Rich Mulholland: 07:16
Cool cool cool. So? So in hacking. One of our first clients in Missinglink years ago was a Tiger team. And a Tiger team is a group of humans that are hired to try and break into a bank’s security. So their job was to come in and they would try and break in. It was called the African Tiger Team Initiative, and they are the red team. And the red team’s job is to break in. And then when they break in, their job is to go to the blue team who’ve been trying to defend them. They’re the Secret Service, if you will, and they’ve got to tell the blue team how they manage to exploit the system. And then the blue team plugs that up, and then the red team tries again. Now the bottom line is the red team always wins. And that’s just history, right? There’s, you know, the Secret Service has to stop every bullet. But, you know, the hitman only has to, to, to do one.

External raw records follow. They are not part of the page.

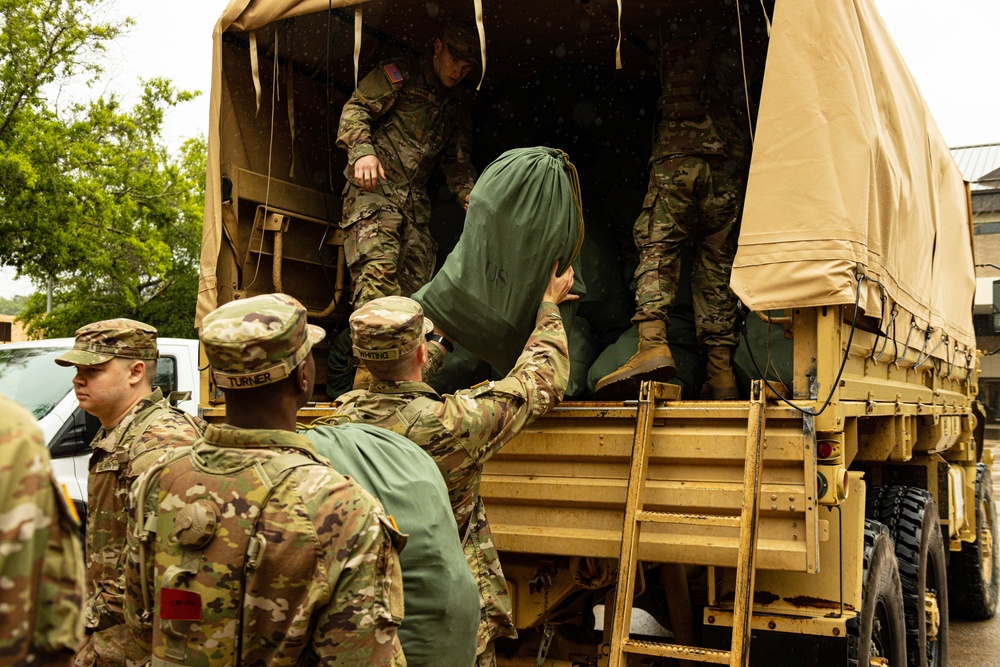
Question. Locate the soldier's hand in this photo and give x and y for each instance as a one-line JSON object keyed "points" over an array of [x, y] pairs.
{"points": [[559, 286], [367, 172]]}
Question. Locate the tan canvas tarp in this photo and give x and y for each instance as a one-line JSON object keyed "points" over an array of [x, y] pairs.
{"points": [[243, 15], [851, 174], [849, 171]]}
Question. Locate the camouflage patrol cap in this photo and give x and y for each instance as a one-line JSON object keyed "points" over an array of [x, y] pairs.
{"points": [[257, 341], [388, 328], [462, 42], [102, 341]]}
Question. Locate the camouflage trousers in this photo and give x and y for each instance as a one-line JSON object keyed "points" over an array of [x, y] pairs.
{"points": [[111, 646], [696, 198], [387, 253], [488, 658]]}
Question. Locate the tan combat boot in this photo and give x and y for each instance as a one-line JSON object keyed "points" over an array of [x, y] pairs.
{"points": [[720, 384], [362, 378], [653, 361]]}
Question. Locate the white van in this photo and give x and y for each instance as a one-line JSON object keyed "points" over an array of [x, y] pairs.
{"points": [[30, 376]]}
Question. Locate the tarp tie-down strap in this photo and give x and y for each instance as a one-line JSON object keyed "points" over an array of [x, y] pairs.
{"points": [[767, 19], [481, 28], [574, 182], [618, 47], [357, 42], [255, 66], [290, 93]]}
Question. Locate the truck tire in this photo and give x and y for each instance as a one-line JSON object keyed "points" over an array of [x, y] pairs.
{"points": [[974, 572], [911, 515], [879, 632]]}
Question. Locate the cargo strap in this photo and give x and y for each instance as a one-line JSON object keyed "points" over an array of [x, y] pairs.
{"points": [[358, 24], [747, 522], [478, 5]]}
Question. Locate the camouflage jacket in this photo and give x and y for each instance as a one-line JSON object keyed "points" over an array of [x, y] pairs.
{"points": [[41, 562], [322, 584], [463, 430], [119, 457], [402, 114], [703, 100]]}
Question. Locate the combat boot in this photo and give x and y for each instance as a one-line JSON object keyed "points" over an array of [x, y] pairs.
{"points": [[653, 361], [362, 378], [720, 384]]}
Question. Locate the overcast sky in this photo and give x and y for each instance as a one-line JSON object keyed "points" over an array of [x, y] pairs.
{"points": [[949, 47]]}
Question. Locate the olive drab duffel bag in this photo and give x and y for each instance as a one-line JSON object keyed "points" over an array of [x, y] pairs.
{"points": [[441, 595], [524, 214]]}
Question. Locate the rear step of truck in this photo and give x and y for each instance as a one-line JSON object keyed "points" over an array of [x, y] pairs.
{"points": [[635, 516]]}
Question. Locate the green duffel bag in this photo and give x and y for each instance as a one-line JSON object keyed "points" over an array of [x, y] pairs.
{"points": [[524, 214], [441, 623]]}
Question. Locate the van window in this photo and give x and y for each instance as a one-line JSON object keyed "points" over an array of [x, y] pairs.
{"points": [[30, 376]]}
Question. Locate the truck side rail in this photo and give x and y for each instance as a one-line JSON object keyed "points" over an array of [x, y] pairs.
{"points": [[559, 487]]}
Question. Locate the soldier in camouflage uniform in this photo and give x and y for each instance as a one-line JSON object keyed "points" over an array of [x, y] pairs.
{"points": [[461, 431], [115, 365], [696, 185], [248, 548], [41, 562], [403, 118]]}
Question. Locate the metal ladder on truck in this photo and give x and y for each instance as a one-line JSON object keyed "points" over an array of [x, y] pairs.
{"points": [[635, 515]]}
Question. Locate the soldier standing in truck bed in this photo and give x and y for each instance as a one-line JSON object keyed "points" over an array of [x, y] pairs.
{"points": [[696, 185], [405, 117]]}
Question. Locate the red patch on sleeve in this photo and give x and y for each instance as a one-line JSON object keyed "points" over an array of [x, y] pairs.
{"points": [[179, 605], [395, 76]]}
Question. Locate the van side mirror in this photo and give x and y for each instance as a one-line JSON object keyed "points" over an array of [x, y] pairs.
{"points": [[75, 435], [996, 305]]}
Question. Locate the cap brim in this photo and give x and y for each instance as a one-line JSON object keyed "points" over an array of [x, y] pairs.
{"points": [[316, 334], [83, 358]]}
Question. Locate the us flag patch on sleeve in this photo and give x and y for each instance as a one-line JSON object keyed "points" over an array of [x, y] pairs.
{"points": [[395, 76]]}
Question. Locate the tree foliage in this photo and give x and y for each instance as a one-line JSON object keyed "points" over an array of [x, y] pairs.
{"points": [[13, 305], [89, 196]]}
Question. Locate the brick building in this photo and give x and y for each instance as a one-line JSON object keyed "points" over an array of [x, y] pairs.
{"points": [[981, 167]]}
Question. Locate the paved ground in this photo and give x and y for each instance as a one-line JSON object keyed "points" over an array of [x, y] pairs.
{"points": [[978, 644]]}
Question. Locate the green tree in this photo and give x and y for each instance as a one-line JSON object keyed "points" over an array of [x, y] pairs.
{"points": [[89, 196], [13, 305]]}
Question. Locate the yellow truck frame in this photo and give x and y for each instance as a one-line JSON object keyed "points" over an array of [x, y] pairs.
{"points": [[559, 494]]}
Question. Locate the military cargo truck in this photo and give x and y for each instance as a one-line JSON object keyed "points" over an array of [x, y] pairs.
{"points": [[842, 511]]}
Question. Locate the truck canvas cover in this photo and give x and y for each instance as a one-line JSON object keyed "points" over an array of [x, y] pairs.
{"points": [[849, 172]]}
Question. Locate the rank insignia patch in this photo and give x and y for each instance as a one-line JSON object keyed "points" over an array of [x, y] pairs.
{"points": [[395, 76]]}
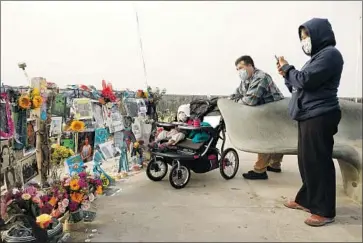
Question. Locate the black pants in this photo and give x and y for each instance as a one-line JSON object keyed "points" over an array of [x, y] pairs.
{"points": [[315, 149]]}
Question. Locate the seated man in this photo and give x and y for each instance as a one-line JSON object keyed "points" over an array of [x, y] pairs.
{"points": [[257, 88]]}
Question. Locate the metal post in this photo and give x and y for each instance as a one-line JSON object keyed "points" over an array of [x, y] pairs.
{"points": [[359, 52], [141, 49]]}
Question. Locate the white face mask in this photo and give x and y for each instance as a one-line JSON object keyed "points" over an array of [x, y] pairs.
{"points": [[182, 117], [306, 45], [243, 74]]}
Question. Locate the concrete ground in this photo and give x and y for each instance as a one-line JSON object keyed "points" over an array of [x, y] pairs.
{"points": [[212, 209]]}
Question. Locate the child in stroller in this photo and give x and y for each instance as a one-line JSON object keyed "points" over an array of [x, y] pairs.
{"points": [[169, 138], [198, 154]]}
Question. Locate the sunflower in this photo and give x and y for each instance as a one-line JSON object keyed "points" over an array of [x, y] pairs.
{"points": [[26, 196], [37, 101], [77, 197], [24, 102], [73, 184], [35, 92], [44, 220], [53, 201], [99, 190], [77, 126]]}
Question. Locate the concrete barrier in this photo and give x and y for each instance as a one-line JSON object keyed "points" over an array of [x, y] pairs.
{"points": [[269, 129]]}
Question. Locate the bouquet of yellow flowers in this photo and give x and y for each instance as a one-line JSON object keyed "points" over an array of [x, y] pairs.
{"points": [[60, 153], [30, 100]]}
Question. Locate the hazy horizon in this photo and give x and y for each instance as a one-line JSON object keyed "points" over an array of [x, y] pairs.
{"points": [[189, 47]]}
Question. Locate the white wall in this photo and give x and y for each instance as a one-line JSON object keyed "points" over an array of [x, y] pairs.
{"points": [[190, 47]]}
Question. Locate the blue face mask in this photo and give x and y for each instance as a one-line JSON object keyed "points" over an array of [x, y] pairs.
{"points": [[243, 75]]}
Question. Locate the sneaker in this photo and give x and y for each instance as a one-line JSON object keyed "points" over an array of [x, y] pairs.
{"points": [[252, 175], [276, 170]]}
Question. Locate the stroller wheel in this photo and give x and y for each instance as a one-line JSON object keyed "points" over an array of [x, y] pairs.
{"points": [[229, 163], [179, 178], [157, 169]]}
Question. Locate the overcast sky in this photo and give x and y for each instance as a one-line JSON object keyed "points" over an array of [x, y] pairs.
{"points": [[189, 47]]}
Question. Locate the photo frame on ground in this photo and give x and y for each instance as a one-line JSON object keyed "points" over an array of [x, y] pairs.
{"points": [[101, 136], [14, 175], [74, 164], [98, 114], [31, 138], [82, 109], [83, 148], [56, 126], [108, 150], [115, 120], [67, 140], [29, 168]]}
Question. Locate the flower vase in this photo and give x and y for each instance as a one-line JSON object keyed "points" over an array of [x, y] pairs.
{"points": [[76, 216]]}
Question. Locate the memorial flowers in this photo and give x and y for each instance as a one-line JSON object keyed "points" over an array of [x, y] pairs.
{"points": [[10, 123], [77, 126], [24, 102], [31, 100]]}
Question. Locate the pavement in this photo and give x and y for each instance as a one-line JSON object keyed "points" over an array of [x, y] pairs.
{"points": [[211, 209]]}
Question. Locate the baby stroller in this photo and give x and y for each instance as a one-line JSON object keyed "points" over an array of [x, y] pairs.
{"points": [[198, 157]]}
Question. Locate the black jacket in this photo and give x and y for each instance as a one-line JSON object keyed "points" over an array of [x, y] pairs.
{"points": [[314, 89]]}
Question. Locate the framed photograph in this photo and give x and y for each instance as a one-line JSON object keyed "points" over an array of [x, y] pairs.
{"points": [[108, 149], [67, 140], [56, 126], [74, 164], [29, 168], [4, 118], [85, 145], [90, 125], [98, 114], [59, 107], [31, 138], [101, 136], [13, 175], [5, 154], [82, 109], [114, 119]]}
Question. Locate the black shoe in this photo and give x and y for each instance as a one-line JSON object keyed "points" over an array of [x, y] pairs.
{"points": [[251, 175], [273, 169]]}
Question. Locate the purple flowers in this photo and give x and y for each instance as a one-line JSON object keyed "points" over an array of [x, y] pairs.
{"points": [[82, 183], [45, 198], [82, 175], [31, 190], [73, 206], [46, 209]]}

And this is the mindset that we need to have. I realized very quickly that my business was missing a presentation company. We make PowerPoint decks essentially at its simplest form, we make PowerPoint decks and videos for a living, although we sell presentation strategy, and that’s a big part of what we do. And, you know, the secret sauce, ultimately, the product that goes to a client is a deck. Now, I can do all of these things. And my team was trying to defend against it. And my argument is we have to go on the offense. We’ve got to be the threat. So what we have to do is we have to turn around and say, well, okay, how can I put my existing business model out of business using the tools that we have today? And that’s the mindset that we have tried to embrace in our business. And it’s also the mindset I’m trying to embrace for myself. You know.
John Corcoran: 08:49
Sometimes it’s not always easy. I mean, even if you’ve bought into this vision, it’s sometimes hard to get all the members of the team to buy into that idea, too, right?
Rich Mulholland: 08:58
It’s impossible. It’s very, very hard to do that. Yeah. My first book is called legacy. You know, the basic hypothesis of the book is that in an established organization, innovation doesn’t happen when you start doing something new. It happens when you stop doing something old. And that’s very, very, very hard to do because we become, you know, we have a sunk cost. And that was the biggest single challenge that we had in our business.
John Corcoran: 09:22
Yeah. So, so, so you’re encouraging us to take this red team approach, which is trying to hack into the system, trying to break the system and to adopt it for your own company. Use it for your own company.
Rich Mulholland: 09:37
Yeah. I mean, a question I would ask myself if I was a business owner, the question to ask. I wrote a LinkedIn post and it said, why? I’m trying to put myself out of business and why you should too. And I basically would say if I were to start a business tomorrow competing with my own company, what would I do differently? What tools would I use to deliver the value that we’re doing in a different way? Now, ironically, this is exactly what I did when I started Missing Link in 1997. In 1997, when I started Missing link, all the guys were using these things. There used to be an edit suite called an avid, which was this big, you know, big rack mounted computer system with.
And it was super expensive, had its own custom keyboard and everything. And everyone was making, you know, custom videos on that, charging ten, $20,000 to do a corporate video. I walked in with a bunch of small Mac laptops, and I was like, well, we can make one of those. It takes a while to render, but we can make it for $1000- $2,000. And you know, when you’re 22, you don’t need much money. And so that’s what we did. And the videos were good. And they were, you know, we didn’t need the suites, but these other guys were trying to sweat the sweat of the asset. And I actually had a call from a CEO who years later tried to buy our company saying, you’re killing the industry. You’re being silly and you’re not. And I said, But I’m making lots of money. You don’t understand. Fast forward.